Meridian Bioscience (VIVO) ran past its 52-week high last week, closing on Monday at $19.69. The diagnostic testing company, which has thrived during the COVID-19 pandemic, had record revenue in the first quarter. The question is, is it time to get out and take profits yet?

The short answer: probably not. For one thing, the pandemic appears likely to drag on for some time, and while many companies are working on a vaccine, there's no guarantee that one will be produced (or when). Until a successful vaccine comes along, the need for virus testing will grow, especially as workers begin to return to the office. Plus, there are other viruses on the horizon that Meridian's diagnostic tools will be able to help with.

Dollar bill folded in an upward arrow

Image source: Getty Images.

Company insiders appear to be bullish on the stock, with three officers buying a total of $198,515 worth in March.

Meridian found a nice niche in testing sales

The big driver for Meridian's profits last quarter was its sales of molecular reagents, which are used by other companies in testing for COVID-19. CEO Jack Kenny, in Meridian's second-quarter earnings report last month, said the company responded quickly to the need for the reagents for RNA virus detection, just as it did when the Zika virus hit in 2015.

On Jan. 27, when the reported COVID-19 cases in the United States were in the single digits and worldwide virus deaths had only reached 56, Meridian announced it was sending its Lyo-Ready 1-Step RT-qPCR Mix to Chinese labs so they could test for the virus. Meridian's product was freeze-dried and stable enough to be sent overseas, then rehydrated in the labs.

Meridian reported $57.3 million in revenue for the quarter, which it said was up 14% compared with the same quarter in 2019. While sales in its diagnostics and life sciences segments grew, the biggest jump was in molecular reagents, which brought in $11.5 million, a 114% rise year over year.

Meridian was already on a rise before the pandemic

The Cincinnati-based company saw a 5.8% revenue dip last year, but it was the third consecutive year in which it improved both its net income and earnings per share.
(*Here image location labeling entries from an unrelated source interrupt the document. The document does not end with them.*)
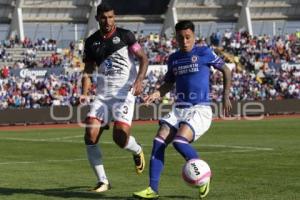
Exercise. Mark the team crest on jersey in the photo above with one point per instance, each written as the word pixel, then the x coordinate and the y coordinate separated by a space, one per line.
pixel 194 59
pixel 96 43
pixel 116 40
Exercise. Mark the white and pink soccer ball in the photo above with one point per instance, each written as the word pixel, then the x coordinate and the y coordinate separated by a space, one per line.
pixel 196 172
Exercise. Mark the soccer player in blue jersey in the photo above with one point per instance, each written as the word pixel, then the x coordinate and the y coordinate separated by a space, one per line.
pixel 191 115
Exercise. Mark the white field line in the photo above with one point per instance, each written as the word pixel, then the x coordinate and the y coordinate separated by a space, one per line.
pixel 63 140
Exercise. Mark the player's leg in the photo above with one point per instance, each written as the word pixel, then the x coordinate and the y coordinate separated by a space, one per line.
pixel 195 123
pixel 93 132
pixel 194 126
pixel 122 137
pixel 123 114
pixel 163 137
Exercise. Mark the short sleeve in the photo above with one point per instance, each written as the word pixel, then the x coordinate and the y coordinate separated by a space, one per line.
pixel 87 54
pixel 169 76
pixel 213 59
pixel 130 38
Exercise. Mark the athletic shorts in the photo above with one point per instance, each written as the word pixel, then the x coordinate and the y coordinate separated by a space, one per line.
pixel 119 110
pixel 197 117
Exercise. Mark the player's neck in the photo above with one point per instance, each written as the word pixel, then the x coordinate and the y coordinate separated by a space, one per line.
pixel 106 35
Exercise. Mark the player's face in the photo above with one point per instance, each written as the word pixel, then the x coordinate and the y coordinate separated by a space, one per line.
pixel 107 21
pixel 185 39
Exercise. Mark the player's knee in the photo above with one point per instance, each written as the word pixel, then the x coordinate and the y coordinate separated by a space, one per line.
pixel 120 137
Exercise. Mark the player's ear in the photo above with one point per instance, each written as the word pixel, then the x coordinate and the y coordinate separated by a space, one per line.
pixel 96 17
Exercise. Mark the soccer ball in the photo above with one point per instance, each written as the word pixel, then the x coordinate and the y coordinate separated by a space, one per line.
pixel 196 172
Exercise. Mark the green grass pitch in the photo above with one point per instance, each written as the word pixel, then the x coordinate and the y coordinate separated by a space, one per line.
pixel 251 160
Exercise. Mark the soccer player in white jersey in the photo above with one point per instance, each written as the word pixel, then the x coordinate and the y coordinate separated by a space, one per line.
pixel 110 52
pixel 191 115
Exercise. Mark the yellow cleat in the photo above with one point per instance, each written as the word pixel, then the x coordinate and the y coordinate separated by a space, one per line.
pixel 148 193
pixel 101 187
pixel 139 161
pixel 203 190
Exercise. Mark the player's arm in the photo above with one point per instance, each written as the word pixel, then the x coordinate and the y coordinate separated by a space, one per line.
pixel 143 66
pixel 86 80
pixel 226 88
pixel 219 64
pixel 157 94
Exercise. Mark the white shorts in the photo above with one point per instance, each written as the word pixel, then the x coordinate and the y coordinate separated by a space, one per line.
pixel 197 117
pixel 119 110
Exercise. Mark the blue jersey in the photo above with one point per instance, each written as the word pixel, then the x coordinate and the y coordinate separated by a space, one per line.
pixel 191 72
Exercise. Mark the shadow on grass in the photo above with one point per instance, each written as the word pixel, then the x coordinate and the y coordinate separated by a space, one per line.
pixel 79 192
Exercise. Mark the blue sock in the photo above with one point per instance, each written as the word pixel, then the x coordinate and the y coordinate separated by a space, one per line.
pixel 157 162
pixel 182 145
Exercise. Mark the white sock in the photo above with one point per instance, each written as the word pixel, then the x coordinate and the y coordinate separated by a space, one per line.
pixel 133 146
pixel 95 159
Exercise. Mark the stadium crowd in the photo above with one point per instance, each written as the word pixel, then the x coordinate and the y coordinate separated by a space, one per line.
pixel 263 68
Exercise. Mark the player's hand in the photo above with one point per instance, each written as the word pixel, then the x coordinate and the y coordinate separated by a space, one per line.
pixel 152 97
pixel 226 105
pixel 83 99
pixel 137 88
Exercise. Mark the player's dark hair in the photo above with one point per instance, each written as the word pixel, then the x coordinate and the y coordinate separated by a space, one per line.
pixel 185 24
pixel 104 7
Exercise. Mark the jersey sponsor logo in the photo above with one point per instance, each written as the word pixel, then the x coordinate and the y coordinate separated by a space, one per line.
pixel 96 43
pixel 194 59
pixel 116 40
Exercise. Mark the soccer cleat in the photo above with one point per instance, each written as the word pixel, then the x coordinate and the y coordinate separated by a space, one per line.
pixel 148 193
pixel 139 161
pixel 101 187
pixel 203 190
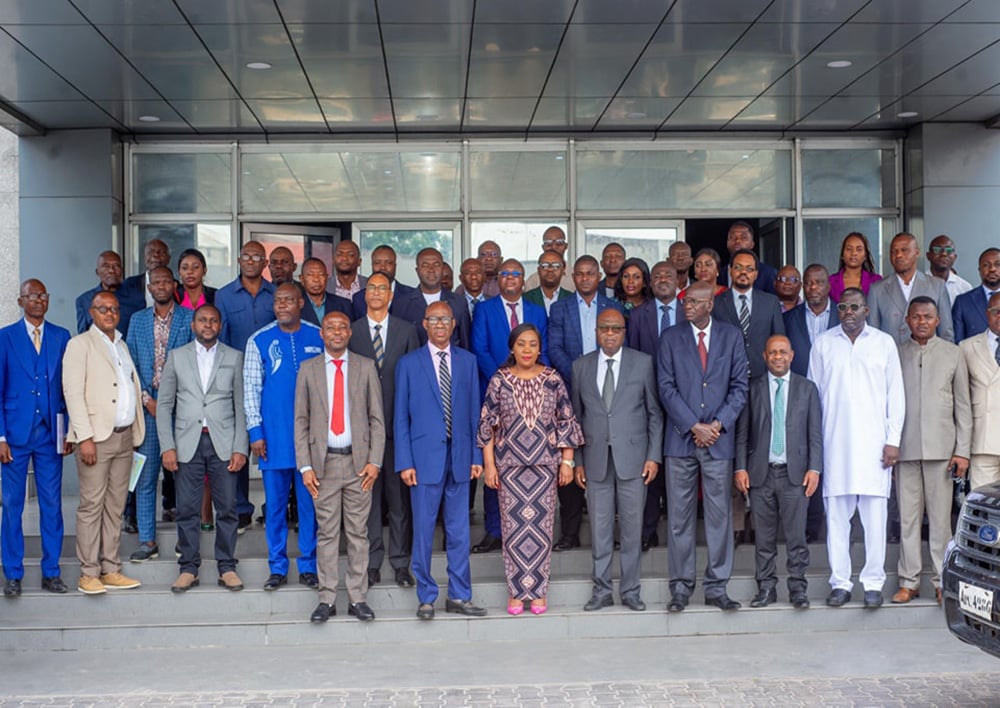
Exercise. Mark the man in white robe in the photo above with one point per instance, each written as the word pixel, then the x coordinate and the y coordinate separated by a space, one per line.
pixel 856 369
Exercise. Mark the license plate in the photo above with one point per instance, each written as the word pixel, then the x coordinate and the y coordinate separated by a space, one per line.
pixel 975 601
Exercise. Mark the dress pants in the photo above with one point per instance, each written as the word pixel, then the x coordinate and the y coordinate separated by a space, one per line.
pixel 629 495
pixel 277 484
pixel 190 483
pixel 923 485
pixel 341 499
pixel 873 512
pixel 41 448
pixel 103 488
pixel 778 501
pixel 716 477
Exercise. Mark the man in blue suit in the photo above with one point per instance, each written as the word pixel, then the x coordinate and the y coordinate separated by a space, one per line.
pixel 969 311
pixel 436 418
pixel 573 333
pixel 32 422
pixel 495 319
pixel 702 372
pixel 153 332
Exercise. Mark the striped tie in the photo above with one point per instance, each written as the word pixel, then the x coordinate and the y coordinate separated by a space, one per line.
pixel 379 349
pixel 444 379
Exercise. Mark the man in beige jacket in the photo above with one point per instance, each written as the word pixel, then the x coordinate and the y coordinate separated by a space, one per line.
pixel 104 403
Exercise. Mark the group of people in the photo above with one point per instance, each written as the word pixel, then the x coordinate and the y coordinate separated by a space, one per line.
pixel 367 402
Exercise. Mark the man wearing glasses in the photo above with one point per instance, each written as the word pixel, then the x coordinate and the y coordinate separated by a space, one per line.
pixel 857 371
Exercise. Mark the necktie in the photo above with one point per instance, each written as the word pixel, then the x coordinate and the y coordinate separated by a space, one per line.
pixel 444 379
pixel 337 419
pixel 377 346
pixel 778 422
pixel 608 390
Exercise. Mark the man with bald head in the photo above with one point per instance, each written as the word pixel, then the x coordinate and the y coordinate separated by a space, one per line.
pixel 32 420
pixel 779 459
pixel 273 356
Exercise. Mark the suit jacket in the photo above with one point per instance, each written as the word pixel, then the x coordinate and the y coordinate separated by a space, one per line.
pixel 421 437
pixel 90 382
pixel 984 390
pixel 690 395
pixel 566 334
pixel 803 430
pixel 312 414
pixel 765 320
pixel 411 307
pixel 17 379
pixel 142 343
pixel 491 330
pixel 402 338
pixel 887 306
pixel 797 332
pixel 334 303
pixel 183 407
pixel 938 422
pixel 643 326
pixel 632 428
pixel 968 314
As healthcare costs have soared, the demand for more diagnostic tests has increased. That's a positive sign for Meridian, whose primary business is making test kits for infectious respiratory diseases, gastrointestinal diseases, and elevated blood lead levels, according to its annual report.

Some of Meridian's other tests include Alethia, which tests for congenital cytomegalovirus (CMV). According to the Centers for Disease Control and Prevention, CMV is the most common cause of infant brain damage and affects one of every 200 infants. The company also had made a name for itself by testing for E. coli bacteria in food.
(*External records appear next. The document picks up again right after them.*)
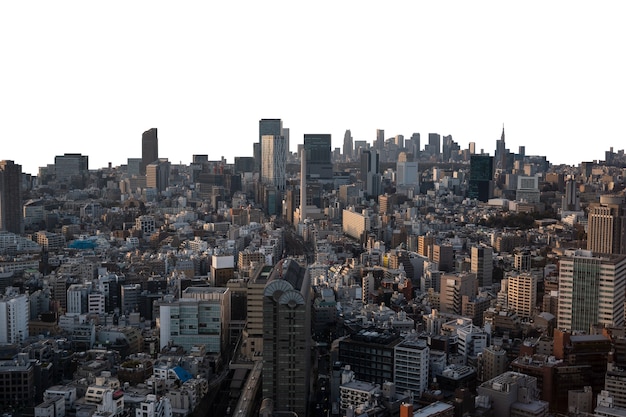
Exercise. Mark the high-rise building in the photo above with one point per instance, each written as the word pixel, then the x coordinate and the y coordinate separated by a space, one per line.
pixel 433 148
pixel 571 199
pixel 158 174
pixel 274 161
pixel 522 294
pixel 11 197
pixel 481 177
pixel 482 265
pixel 348 145
pixel 606 230
pixel 286 334
pixel 149 148
pixel 411 358
pixel 14 316
pixel 318 165
pixel 200 317
pixel 370 172
pixel 406 171
pixel 379 143
pixel 416 145
pixel 591 291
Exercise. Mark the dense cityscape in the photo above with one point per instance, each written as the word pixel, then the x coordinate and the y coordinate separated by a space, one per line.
pixel 397 276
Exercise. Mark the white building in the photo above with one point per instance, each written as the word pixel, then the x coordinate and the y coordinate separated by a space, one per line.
pixel 14 314
pixel 522 294
pixel 411 359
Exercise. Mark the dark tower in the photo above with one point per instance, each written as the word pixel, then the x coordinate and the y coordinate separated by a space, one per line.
pixel 11 197
pixel 149 149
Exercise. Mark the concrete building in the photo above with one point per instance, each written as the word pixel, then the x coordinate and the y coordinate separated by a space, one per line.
pixel 14 316
pixel 591 291
pixel 513 394
pixel 355 224
pixel 606 230
pixel 200 317
pixel 522 294
pixel 493 362
pixel 411 359
pixel 286 335
pixel 452 289
pixel 11 197
pixel 482 265
pixel 149 149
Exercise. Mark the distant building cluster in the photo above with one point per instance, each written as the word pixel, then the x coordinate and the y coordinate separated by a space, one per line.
pixel 382 278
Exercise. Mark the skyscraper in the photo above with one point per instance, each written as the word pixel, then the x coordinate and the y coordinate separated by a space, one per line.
pixel 286 334
pixel 591 291
pixel 379 143
pixel 274 161
pixel 11 197
pixel 318 165
pixel 370 174
pixel 482 265
pixel 434 145
pixel 272 127
pixel 348 145
pixel 158 174
pixel 607 225
pixel 481 177
pixel 149 148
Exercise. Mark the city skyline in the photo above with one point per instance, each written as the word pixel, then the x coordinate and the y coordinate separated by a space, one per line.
pixel 201 75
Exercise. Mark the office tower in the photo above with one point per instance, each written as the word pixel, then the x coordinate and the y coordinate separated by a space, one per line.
pixel 303 177
pixel 481 177
pixel 133 167
pixel 370 174
pixel 591 291
pixel 14 316
pixel 348 145
pixel 272 127
pixel 318 165
pixel 606 230
pixel 71 169
pixel 200 317
pixel 416 145
pixel 411 358
pixel 149 148
pixel 501 152
pixel 379 143
pixel 447 148
pixel 406 171
pixel 425 245
pixel 11 197
pixel 452 289
pixel 571 199
pixel 158 175
pixel 522 294
pixel 444 256
pixel 274 161
pixel 433 148
pixel 482 265
pixel 286 335
pixel 399 140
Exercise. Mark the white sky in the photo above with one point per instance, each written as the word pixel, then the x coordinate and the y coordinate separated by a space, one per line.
pixel 89 77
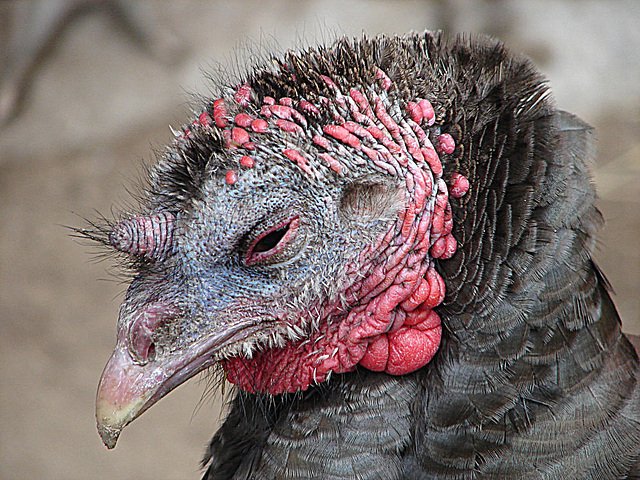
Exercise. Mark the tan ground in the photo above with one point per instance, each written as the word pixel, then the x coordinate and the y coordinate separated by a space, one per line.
pixel 97 104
Meridian's biggest competitors in molecular diagnostics are Cepheid, which is owned by Danaher (DHR 0.71%), and Becton Dickson (BDX -1.30%). Both are much larger companies than Meridian, which has had an edge as it has been able to adapt more quickly to providing its molecular reagents for COVID-19 testing.

There's a lot of room to grow in the space. The molecular diagnostics market worldwide is projected to expand to $6.7 billion by 2029, with a compound annual growth rate (CAGR) of 7.8%, according to ResearchandMarkets.com.

But how much higher can the stock go?

That's the big question. The stock has risen 190% in the past three months. That kind of quick rise may prod some investors to cash in and take profits, and that's understandable.

If you look at the company's other numbers, the rise doesn't seem out of line. The stock's price-to-earnings ratio is 38.4, more reasonable than that of many biotech companies

Looking at the company's sustained growth over the past few years, it's clearly capable of using the COVID-19 pandemic as a springboard to make a bigger name for itself.